Germany is in shock after nine people were shot dead in the town of Hanau on Wednesday evening.
The attack, which targeted two shisha bars, is being treated by investigators as an act of far-right terrorism.
A number of the victims are reported to be of Kurdish descent.
The BBC’s Outside Source Radio spoke to three German Kurds with links to the area about the attack in Hanau and how Germany deals with racism.
Dastan was born in Mannheim and visited the Kurdish community centre in Hanau.
Everyone is just in shock.
You see really, really young boys and you know they’re the friends of two of the men who were killed: they’re outside the door in shock and some of them are crying.
We often gather at our Kurdish community centres because we’re mourning for somebody, because every day people are dying in every part of Kurdistan.
Every day we have to hear really bad news and we gather and try to help each other, but to have a situation like this where something happened right around the corner – this is just really, really hard for everyone to fathom.
Dilar grew up in Offenbach, another suburb of Frankfurt, and spends time between there and the UK.
Of course we’re always shocked and upset when we hear news about attacks like this, especially racist attacks on communities like ours. But I never would have thought it would happen in a place like Hanau, which is very close to where I grew up.
My friends, cousins and people like us hang out in shisha bars all the time, so my first thought when I heard about the attack was: “Is it people that we know?” And apparently there are people that we know, that our communities know.
In terms of how people are received in Germany, in some ways it’s getting worse, because what we’ve seen in the past few years is a normalisation of right-wing, racist ideology in mainstream politics and the media.
People like us – Dastan, Luqman and I, and all of the people who were killed – are not heard in mainstream German society.
So there’s a very stereotypical way of portraying people, especially from the Middle East and North Africa – and I guess the attack on a shisha bar is very symbolic of that. It’s a place where people go and expect to find people who look like us.

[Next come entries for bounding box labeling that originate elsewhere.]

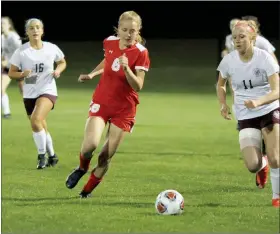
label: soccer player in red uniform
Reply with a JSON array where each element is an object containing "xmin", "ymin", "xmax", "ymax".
[{"xmin": 66, "ymin": 11, "xmax": 150, "ymax": 198}]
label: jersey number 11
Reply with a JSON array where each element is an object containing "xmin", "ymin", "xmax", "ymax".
[
  {"xmin": 243, "ymin": 80, "xmax": 254, "ymax": 89},
  {"xmin": 35, "ymin": 63, "xmax": 44, "ymax": 73}
]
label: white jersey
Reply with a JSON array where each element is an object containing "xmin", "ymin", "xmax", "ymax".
[
  {"xmin": 217, "ymin": 47, "xmax": 279, "ymax": 120},
  {"xmin": 10, "ymin": 42, "xmax": 64, "ymax": 98},
  {"xmin": 1, "ymin": 31, "xmax": 22, "ymax": 67},
  {"xmin": 225, "ymin": 34, "xmax": 276, "ymax": 54}
]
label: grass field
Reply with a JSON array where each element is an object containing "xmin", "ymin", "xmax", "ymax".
[{"xmin": 2, "ymin": 83, "xmax": 279, "ymax": 233}]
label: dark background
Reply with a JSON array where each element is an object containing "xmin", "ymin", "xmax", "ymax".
[
  {"xmin": 1, "ymin": 1, "xmax": 280, "ymax": 41},
  {"xmin": 1, "ymin": 1, "xmax": 280, "ymax": 94}
]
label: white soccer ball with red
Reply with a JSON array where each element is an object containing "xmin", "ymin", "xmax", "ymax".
[{"xmin": 155, "ymin": 189, "xmax": 184, "ymax": 215}]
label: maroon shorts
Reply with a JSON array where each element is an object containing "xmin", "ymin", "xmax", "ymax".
[
  {"xmin": 2, "ymin": 67, "xmax": 24, "ymax": 81},
  {"xmin": 23, "ymin": 94, "xmax": 57, "ymax": 115},
  {"xmin": 238, "ymin": 107, "xmax": 280, "ymax": 131},
  {"xmin": 2, "ymin": 67, "xmax": 9, "ymax": 75},
  {"xmin": 88, "ymin": 102, "xmax": 136, "ymax": 132}
]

The question of racism is so taboo in Germany that whenever people try to say something – including about Islamophobia or anti-Semitism – there isn’t a culture of debating these things.
Germany has to do a lot of homework.
Luqman, a journalist for a Kurdish newspaper, lives in another suburb of Frankfurt. A son of one of his colleagues was killed in the attack.
It was a shock, but not a surprise. I’m just mourning with the community, and I hope that the political discourse and all the mainstream media – how it handles such heinous, racist attacks – will change.
It’s a very, very personal issue for me: I’m a political refugee. You try to find somewhere which is more secure for you and then your child gets killed in an attack.
I’ve been in Germany for 27 years. Kurden-Terror – Kurdish terror – is a standard word in German politics and mainstream media. If you use such vocabulary, you are dehumanising other groups and other communities, and this is done in Germany.